The Impact of iOS Devices on Apple's Rates of Growth
In a recently published article titled Apple's 25% Solution, I suggested Apple is and will remain primarily a device maker. Constituent products and services such as iTunes and iCloud are designed to support product pricing control and high product margins. iCould is considered an integral component of the device use experience while iTunes and the app stores provide content to drive device unit sales. In FY 2011, roughly 90% of Apple's reported revenue was derived from device sales. The success of the company's software and service products are best viewed in the ways they support device sales and not by the revenue they generate through sales of products for the devices. Of the 90% of revenue derived from device sales, 70% of that revenue was sourced from the iPhone and iPad. When the iOS-based iPod touch is added to the mix, 73% of device revenue was generated by iOS products. 
The eight-quarter revenue and earnings charts above reflect the impact of Apple's iOS device refresh cycles. The rates of Apple's revenue and earnings growth are highly dependent on the release of updated handheld products. For example, in  FQ2 2011 and FQ3 2011, revenue and earnings growth were driven by sales of the iPad 2 released in March and the iPhone's availability on the Verizon network. In FQ4 2011, Apple's negative sequential revenue and earnings growth were due to the release of the new iPhone 4S three weeks after the close of the quarter. Anticipation of the new iPhone handset dramatically reduced iPhone demand in the September period. For detailed information on Apple device unit sales, please see the Posts At Eventide Apple Unit Sales page. 

Seasonality and Product Refresh Cycles
Posted below are graphs of Apple's quarterly revenue and earnings per share results for the most recent three fiscal years.  Seasonal factors such as the holiday quarter which produces the annual high point for iPod sales and the release dates of new products and product refreshes significantly impacted results. The opening of the Apple App Store in early 2009 which continues to boost iPhone unit sales, the company's global expansion and the release of the Apple iPad have produced changes in the company's quarterly revenue and earnings growth cycle. FQ3 2011 was the highest revenue and earnings period in the most recent fiscal year due in part to the popularity of Apple products in the Asia-Pacific region and the successful launch of the iPad 2.

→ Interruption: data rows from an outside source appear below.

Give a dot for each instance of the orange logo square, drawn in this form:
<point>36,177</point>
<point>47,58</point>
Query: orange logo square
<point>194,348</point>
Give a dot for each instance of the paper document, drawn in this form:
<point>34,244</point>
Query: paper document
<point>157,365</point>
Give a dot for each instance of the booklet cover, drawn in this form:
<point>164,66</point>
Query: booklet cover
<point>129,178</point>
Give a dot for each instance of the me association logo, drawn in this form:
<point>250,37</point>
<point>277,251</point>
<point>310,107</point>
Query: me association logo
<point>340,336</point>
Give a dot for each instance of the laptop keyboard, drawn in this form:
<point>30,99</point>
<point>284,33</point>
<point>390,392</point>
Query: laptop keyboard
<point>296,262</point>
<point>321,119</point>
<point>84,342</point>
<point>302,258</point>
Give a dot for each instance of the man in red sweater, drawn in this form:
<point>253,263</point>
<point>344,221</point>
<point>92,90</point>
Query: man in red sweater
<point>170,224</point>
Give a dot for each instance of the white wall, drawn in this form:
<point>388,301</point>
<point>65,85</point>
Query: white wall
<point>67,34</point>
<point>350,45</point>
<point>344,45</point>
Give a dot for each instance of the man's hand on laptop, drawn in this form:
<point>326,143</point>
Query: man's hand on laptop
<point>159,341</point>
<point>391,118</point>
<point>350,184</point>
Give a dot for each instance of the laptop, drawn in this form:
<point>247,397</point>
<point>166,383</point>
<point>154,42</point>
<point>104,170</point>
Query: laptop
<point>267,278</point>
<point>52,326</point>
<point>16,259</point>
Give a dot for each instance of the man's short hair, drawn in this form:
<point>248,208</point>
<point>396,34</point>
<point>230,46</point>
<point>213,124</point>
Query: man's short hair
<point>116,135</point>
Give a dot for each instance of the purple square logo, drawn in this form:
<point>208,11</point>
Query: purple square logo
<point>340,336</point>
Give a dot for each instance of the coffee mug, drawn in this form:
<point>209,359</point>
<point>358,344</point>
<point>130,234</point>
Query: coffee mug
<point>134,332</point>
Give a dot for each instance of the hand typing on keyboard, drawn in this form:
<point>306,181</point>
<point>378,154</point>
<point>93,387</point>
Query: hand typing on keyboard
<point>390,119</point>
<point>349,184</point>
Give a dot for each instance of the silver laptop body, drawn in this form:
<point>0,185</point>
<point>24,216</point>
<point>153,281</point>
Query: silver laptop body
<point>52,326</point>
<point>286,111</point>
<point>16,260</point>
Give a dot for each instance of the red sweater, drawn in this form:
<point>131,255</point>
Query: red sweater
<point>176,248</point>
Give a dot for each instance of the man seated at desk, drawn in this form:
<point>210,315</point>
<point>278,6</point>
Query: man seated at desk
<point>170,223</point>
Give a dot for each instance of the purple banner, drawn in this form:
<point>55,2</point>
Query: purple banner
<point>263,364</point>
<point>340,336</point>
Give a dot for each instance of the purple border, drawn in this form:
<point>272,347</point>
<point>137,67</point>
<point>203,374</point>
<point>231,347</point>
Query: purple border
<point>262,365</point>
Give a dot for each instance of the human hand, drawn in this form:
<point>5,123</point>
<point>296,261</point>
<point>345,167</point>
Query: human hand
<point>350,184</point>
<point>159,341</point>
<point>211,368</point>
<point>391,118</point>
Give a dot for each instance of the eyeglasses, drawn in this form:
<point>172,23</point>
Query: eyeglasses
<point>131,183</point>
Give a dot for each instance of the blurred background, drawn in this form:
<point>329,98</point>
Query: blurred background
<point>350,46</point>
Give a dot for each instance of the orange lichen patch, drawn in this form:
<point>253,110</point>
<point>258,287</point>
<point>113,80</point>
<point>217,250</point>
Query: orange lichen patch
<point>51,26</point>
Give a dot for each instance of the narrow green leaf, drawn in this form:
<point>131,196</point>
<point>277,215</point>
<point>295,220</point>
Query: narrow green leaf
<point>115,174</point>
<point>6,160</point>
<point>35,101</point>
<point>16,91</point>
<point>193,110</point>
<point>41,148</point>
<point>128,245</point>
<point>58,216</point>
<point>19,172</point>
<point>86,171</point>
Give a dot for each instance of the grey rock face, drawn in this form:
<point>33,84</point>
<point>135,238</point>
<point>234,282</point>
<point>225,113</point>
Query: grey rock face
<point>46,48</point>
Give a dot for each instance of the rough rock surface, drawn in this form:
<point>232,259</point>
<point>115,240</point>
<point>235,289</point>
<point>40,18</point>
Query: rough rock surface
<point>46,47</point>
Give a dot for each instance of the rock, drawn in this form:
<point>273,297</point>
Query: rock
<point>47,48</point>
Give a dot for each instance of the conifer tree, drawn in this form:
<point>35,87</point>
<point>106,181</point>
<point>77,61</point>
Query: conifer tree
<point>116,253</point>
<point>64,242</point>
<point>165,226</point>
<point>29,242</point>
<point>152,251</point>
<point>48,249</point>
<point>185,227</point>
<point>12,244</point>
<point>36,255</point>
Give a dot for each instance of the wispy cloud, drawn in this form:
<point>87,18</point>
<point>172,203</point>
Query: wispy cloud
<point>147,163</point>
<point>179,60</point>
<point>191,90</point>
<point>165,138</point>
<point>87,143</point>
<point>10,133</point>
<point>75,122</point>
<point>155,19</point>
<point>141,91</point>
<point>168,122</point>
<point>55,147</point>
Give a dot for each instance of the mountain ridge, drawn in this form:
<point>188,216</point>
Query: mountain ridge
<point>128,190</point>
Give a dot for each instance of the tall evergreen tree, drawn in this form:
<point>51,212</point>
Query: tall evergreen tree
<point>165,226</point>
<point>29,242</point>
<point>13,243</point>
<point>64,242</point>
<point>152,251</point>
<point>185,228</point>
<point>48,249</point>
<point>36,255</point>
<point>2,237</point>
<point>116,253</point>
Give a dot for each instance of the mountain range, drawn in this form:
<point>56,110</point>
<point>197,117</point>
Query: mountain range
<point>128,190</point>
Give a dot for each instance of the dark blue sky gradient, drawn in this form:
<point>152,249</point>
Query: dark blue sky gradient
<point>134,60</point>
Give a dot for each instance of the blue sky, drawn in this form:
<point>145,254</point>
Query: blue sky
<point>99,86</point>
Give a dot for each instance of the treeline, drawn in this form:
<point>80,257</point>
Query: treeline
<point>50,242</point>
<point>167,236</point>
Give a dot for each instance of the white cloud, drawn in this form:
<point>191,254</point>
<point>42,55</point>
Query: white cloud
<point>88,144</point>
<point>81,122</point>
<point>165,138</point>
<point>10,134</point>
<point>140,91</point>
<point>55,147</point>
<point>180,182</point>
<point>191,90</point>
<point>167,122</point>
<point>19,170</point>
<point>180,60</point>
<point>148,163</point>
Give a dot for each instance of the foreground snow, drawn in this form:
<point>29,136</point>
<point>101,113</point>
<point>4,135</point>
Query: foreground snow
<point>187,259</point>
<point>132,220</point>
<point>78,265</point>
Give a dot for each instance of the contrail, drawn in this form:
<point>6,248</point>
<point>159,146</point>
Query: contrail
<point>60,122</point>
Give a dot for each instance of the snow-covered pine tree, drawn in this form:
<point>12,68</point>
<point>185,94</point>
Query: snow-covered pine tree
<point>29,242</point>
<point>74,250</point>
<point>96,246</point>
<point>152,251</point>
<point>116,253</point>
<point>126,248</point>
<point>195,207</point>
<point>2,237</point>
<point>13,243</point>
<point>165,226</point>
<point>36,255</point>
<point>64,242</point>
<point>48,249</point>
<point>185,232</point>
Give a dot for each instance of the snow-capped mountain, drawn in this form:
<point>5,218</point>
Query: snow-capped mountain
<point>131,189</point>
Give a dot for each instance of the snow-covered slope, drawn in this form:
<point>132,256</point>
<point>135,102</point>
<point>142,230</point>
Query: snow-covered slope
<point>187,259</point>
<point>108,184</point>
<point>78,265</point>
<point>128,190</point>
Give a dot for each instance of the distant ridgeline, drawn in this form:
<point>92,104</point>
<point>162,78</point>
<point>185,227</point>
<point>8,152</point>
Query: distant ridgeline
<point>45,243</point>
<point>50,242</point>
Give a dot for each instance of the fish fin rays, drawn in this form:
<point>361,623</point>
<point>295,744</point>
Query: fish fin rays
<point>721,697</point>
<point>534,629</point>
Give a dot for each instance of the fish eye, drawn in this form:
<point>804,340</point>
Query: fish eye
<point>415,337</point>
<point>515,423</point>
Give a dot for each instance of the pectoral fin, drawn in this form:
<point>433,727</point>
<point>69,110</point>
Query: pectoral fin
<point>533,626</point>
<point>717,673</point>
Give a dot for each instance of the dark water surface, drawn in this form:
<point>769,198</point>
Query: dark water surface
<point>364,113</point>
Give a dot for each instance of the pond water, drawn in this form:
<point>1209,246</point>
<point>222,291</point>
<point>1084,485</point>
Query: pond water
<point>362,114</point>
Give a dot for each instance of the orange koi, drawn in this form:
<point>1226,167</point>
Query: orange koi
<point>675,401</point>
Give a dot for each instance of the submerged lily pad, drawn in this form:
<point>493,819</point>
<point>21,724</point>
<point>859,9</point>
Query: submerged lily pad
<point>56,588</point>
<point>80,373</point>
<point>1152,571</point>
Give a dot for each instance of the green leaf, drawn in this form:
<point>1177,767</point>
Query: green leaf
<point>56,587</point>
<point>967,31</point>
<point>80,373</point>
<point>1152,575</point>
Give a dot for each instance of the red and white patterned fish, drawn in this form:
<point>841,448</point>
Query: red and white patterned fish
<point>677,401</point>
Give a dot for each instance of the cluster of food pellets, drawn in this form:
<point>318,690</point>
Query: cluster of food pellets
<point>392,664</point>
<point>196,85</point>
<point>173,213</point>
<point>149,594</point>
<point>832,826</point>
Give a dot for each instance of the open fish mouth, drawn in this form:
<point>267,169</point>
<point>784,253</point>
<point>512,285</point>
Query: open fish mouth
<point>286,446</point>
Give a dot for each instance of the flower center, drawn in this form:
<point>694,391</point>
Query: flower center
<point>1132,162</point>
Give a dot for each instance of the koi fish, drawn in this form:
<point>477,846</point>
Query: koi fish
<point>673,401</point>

Similar to FY 2011, in fiscal years 2012 and 2013 Apple's rates of revenue and earnings growth will be principally dependent on the annual refreshes of the iPhone and iPad lines. More than any other factors, these product refreshes will determine each quarter's revenue and earnings growth performance. 
FY 2012 and Beyond
In FY 2011 Apple reported revenue growth of 66% and earnings per share growth of 82.7%. Those results foreshadow at least two more years of strong revenue and earnings growth for the company. Although the rates of quarterly revenue and earnings growth will differ each period due to the influences outlined in this article, growth over the next eight quarters will propel Apple's annual revenue above $160 in FY 2012 and well beyond $200 billion in FY 2013.  FY 2013 eps will most likely surpass $50 per share. 
I will soon post my preliminary FY 2012 revenue and earnings forecast. The successful launch of the iPhone 4S, the 14-week December quarter and Apple's continuing global expansion may yield some surprising results. While the revenue and earnings growth performance each quarter will differ, I forecast aggregate revenue and eps growth will remain strong through FY 2013. Both the iPhone and iPad remain in early stages of global market development.